Gue memandang lurus kedepan, memicat tengkuk gue perlahan sambil mengedipkan mata. Gue rasa pandangan gue kabur sekarang. Apa mungkin karena minus mata gue bertambah yaa? Gue memijat pelipis gue pelan.

“Sayang .. kamu ngga apa-apa ?” Tanya Dita khawatir.

“Ngga kok sayang, cuma sakit kepala sedikit aja..”

“Kamu yakin ngga apa-apa? Aku perhatiin akhir-akhir ini kok kamu sering sakit kepala sih yaang, apa ngga lebih baik kita check up kerumah sakit aja yaang..”Kalau udah urusan begini, Dita emang paling bawel deh. Dia khawatir banget kalo liat gue lagi ngga enak badan gini.

“Sayaaang… aku ngga apa-apa kok, nanti juga sakit kepalanya hilang..” gue berusaha menenangkan Dita. “Tapi boleh gantiin aku nyetir dulu ngga sugar ? Mata aku berat banget.”

Dengan sigapnya Dita turun dari mobil dan langsung berpindah tempat duduk ke belakang setir. Gue merebahkan badan gue di kursi sebelah Dita. Dia terus mengajak gue untuk kerumah sakit tapi gue menolak. Gue yakin gue Cuma sakit kepala biasa, mungkin karena terlalu banyak pekerjaan sehingga menyebabkan gue kurang tidur, atau juga mungkin karena gue terlalu lelah. Everything its gonna be ok sugar, don’t be worry..

-Dita

Aku terus mamandangi Tara, ini bukan pertama kalinya aku melihat dia menahan sakit sambil memegang kepalanya. Seingatku dulu Tara tidak pernah sesering ini menahan sakit. Tapi akhir-akhir ini aku semakin sering melihatnya menahan sakit bahkan ketika bersamaku dia sama sekali tak bisa menutupi rasa sakitnya. Dan kali ini, Tara merebahkan badannya di kursi sebelahku sambil memejam dan mengatur nafasnya yang berat, sedangkan tangannya masih terus menahan sakit di kepalanya. Berulang kali aku mengajak Tara untuk check up ke rumah sakit dan berulang kali juga Tara menolaknya.
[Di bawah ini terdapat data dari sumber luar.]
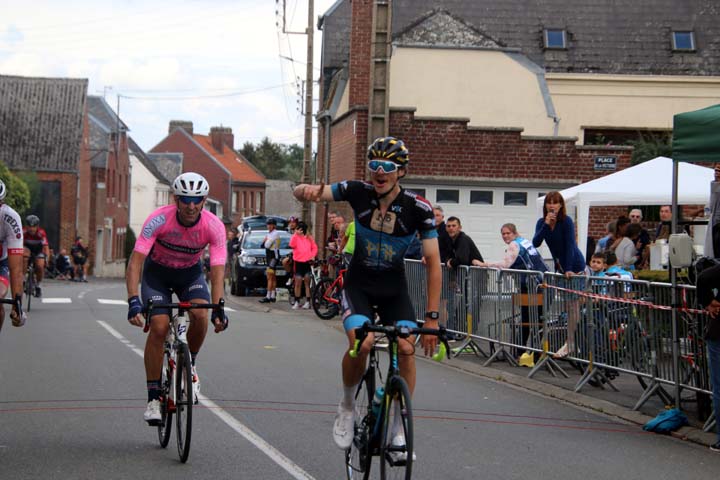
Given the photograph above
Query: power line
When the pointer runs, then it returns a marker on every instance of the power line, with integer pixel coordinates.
(198, 97)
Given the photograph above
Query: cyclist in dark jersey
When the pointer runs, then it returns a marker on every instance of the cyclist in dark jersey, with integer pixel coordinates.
(387, 218)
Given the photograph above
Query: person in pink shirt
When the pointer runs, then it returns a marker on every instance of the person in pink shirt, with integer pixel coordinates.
(304, 252)
(168, 252)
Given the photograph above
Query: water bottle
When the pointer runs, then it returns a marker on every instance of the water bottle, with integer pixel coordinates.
(377, 400)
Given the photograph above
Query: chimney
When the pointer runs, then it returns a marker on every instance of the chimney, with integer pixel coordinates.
(184, 124)
(220, 136)
(360, 52)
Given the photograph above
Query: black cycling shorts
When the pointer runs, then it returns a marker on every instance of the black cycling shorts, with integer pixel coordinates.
(302, 269)
(387, 291)
(160, 282)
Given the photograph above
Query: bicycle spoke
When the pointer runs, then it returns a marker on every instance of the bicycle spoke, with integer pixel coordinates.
(396, 457)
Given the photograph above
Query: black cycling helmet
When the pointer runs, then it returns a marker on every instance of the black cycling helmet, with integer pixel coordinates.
(389, 148)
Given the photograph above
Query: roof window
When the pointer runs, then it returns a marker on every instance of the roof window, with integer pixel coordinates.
(555, 38)
(683, 41)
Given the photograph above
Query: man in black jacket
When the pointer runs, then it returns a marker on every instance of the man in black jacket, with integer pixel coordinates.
(464, 251)
(444, 240)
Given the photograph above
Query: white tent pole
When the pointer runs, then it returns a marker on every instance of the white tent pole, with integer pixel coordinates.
(673, 290)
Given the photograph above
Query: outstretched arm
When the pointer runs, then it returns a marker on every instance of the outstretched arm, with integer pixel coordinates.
(313, 193)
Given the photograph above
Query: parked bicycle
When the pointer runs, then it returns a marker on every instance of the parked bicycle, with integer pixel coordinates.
(177, 396)
(326, 296)
(378, 409)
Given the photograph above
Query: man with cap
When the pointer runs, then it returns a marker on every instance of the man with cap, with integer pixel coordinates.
(272, 254)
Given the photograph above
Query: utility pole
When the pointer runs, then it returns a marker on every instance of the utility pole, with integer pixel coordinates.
(307, 153)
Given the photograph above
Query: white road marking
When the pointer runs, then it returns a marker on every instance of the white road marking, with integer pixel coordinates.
(108, 301)
(273, 453)
(56, 300)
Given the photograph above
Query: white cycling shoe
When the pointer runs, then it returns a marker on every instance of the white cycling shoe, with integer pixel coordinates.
(344, 427)
(152, 413)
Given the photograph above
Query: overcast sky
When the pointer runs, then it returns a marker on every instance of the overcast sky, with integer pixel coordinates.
(212, 62)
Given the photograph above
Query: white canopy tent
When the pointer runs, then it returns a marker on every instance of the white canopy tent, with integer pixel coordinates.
(649, 183)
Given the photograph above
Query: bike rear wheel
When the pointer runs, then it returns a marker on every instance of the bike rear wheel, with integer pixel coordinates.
(396, 460)
(29, 285)
(358, 458)
(323, 307)
(166, 405)
(183, 401)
Dia selalu berkelah kalau itu hanya sakit kepala biasa, sedangkan aku mati-matian menahan rasa khawatirku dihadapannya, meski aku akui aku tidak berhasil melakukan itu.

“Kamu serius ngga mau aku anter pulang aja sayang ?”
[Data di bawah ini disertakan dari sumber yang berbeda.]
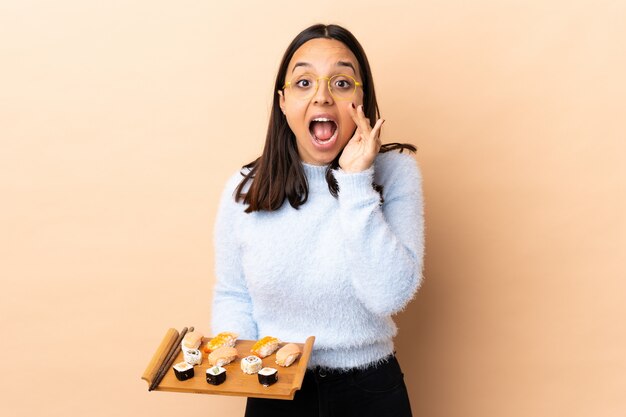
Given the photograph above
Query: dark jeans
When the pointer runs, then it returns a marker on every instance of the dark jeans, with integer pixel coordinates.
(375, 391)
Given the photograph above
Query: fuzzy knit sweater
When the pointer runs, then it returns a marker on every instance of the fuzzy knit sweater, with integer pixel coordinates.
(336, 268)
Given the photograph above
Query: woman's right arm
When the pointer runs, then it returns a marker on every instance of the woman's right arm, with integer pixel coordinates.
(232, 306)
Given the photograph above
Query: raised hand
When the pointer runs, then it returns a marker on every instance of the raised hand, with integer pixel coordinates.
(361, 150)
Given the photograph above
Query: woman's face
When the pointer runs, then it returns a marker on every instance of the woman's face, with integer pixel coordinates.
(319, 142)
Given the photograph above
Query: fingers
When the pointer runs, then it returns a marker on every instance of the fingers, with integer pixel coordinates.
(369, 133)
(358, 116)
(376, 129)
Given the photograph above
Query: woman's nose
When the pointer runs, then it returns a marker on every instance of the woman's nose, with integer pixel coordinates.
(322, 95)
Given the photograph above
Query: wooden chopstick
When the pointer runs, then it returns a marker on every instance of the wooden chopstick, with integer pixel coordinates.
(169, 359)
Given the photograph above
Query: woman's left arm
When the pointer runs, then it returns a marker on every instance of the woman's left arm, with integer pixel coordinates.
(384, 243)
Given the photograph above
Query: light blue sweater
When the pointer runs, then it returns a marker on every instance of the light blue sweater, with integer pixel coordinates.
(336, 268)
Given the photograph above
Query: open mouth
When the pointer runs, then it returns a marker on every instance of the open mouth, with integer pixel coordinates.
(323, 130)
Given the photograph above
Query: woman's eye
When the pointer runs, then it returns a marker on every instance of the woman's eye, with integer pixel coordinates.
(343, 83)
(304, 83)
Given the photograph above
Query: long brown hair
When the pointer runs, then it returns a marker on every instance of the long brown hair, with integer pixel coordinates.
(278, 173)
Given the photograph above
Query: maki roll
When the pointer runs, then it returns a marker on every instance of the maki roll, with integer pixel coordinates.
(251, 364)
(287, 354)
(192, 356)
(183, 371)
(265, 346)
(268, 376)
(215, 375)
(222, 356)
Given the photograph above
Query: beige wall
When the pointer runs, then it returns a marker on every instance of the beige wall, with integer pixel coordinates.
(121, 120)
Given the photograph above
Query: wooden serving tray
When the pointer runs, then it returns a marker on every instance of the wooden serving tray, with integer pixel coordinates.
(237, 382)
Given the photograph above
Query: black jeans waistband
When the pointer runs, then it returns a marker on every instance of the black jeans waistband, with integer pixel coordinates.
(322, 373)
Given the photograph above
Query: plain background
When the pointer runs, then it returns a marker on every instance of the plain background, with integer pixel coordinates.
(121, 120)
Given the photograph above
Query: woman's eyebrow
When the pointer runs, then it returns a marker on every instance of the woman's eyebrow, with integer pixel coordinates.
(346, 64)
(338, 64)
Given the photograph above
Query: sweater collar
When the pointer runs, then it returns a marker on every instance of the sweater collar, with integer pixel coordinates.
(315, 174)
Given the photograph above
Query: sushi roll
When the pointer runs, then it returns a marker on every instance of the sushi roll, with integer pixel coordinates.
(287, 354)
(222, 356)
(268, 376)
(222, 339)
(183, 371)
(251, 364)
(265, 346)
(215, 375)
(192, 340)
(192, 356)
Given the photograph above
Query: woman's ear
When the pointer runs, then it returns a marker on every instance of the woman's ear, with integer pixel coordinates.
(281, 101)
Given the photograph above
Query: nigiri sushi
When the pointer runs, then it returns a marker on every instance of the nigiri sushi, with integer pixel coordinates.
(192, 340)
(222, 356)
(287, 354)
(222, 339)
(265, 347)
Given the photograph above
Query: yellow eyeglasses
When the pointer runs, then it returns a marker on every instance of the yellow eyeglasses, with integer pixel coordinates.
(341, 86)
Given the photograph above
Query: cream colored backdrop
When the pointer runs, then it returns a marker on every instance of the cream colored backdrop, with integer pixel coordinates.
(121, 120)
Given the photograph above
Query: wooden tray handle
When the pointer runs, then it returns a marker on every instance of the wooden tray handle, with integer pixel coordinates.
(299, 376)
(159, 356)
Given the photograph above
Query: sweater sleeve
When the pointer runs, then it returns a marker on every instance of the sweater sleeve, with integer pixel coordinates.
(384, 243)
(232, 305)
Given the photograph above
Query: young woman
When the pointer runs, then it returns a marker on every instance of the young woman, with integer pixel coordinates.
(323, 234)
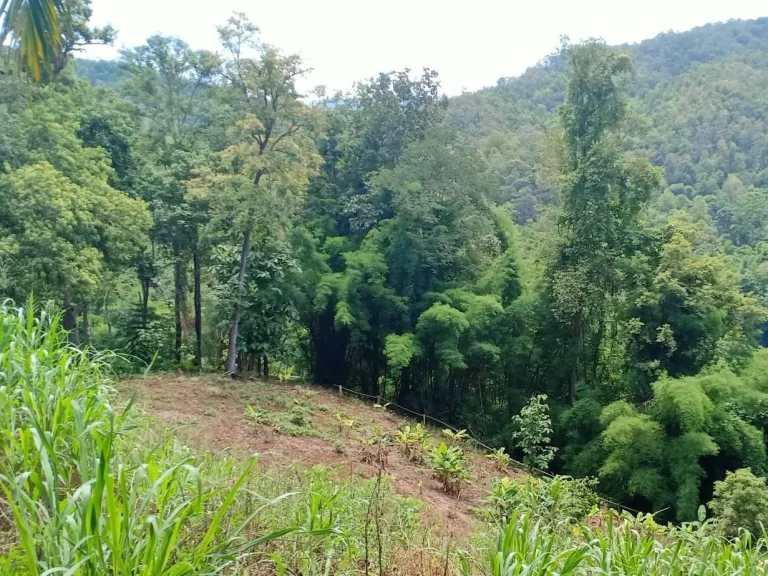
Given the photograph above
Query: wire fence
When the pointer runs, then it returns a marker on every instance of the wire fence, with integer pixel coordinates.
(425, 417)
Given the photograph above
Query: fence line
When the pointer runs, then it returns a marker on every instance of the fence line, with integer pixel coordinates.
(424, 417)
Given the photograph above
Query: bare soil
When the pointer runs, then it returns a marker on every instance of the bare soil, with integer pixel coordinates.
(210, 413)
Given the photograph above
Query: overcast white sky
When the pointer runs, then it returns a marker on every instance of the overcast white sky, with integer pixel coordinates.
(471, 44)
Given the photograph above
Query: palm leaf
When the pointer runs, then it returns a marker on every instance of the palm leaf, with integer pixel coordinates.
(34, 27)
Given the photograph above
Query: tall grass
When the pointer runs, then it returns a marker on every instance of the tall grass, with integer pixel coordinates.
(79, 504)
(87, 490)
(617, 545)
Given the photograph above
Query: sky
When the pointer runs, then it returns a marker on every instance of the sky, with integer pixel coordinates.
(471, 44)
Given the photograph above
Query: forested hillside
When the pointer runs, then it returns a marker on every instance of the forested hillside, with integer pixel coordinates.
(586, 242)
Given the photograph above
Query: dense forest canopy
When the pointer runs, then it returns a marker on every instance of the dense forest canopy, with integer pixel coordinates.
(592, 234)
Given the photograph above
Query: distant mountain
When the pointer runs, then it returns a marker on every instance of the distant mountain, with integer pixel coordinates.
(704, 94)
(100, 72)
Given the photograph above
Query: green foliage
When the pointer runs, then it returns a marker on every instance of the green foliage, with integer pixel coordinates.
(457, 435)
(296, 421)
(534, 431)
(500, 459)
(554, 501)
(412, 441)
(449, 466)
(76, 489)
(740, 502)
(593, 231)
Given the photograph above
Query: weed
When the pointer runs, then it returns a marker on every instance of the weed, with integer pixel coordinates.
(457, 436)
(449, 466)
(413, 441)
(501, 459)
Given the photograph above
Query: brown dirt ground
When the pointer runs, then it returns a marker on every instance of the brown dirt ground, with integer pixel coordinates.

“ I’m Ok sugar.. kamu berlebihan deh, aku ngga mungkin pulang kan banyak kerjaan dikantor..”

“Apa ngga sebaiknya kamu pulang aja sayang, muka kamu keliatan pucat banget loh, lagian kamu kuat apa nyetir sendiri ke kantor?”

“Aku ngga apa-apa sayang, lihat kan aku udah mendingan.. aku janji kalo kepala aku sakit lagi aku akan pulang deh..” Kata Tara sambil mengusap lembut pipiku. Aku memasang wajah sendu, berharap Tara akan menuruti keinginanku untuk pergi pulang karena aku sangat mengkhawatirkannya, tapi ternyata aku gagal. Tara masih bersikukuh kalau dia baik-baik saja dan memutuskan untuk kembali ke kantornya. Aku keluar dari mobil dengan berat, melambaikan tanganku kea rah Tara yang sudah mulai beranjak dari depan kantorku. Aku menatapnya sampai menghilang tapi ada perasaan yang mengganjal begitu kuat dalam diriu. Mungkin karena aku terlalu mengkhawatirkan keadaan Tara.




14.MEET MY BRO

“ Sorry bro nunggu lama, udah pesen makan ?” Abimanyu menyapa gue.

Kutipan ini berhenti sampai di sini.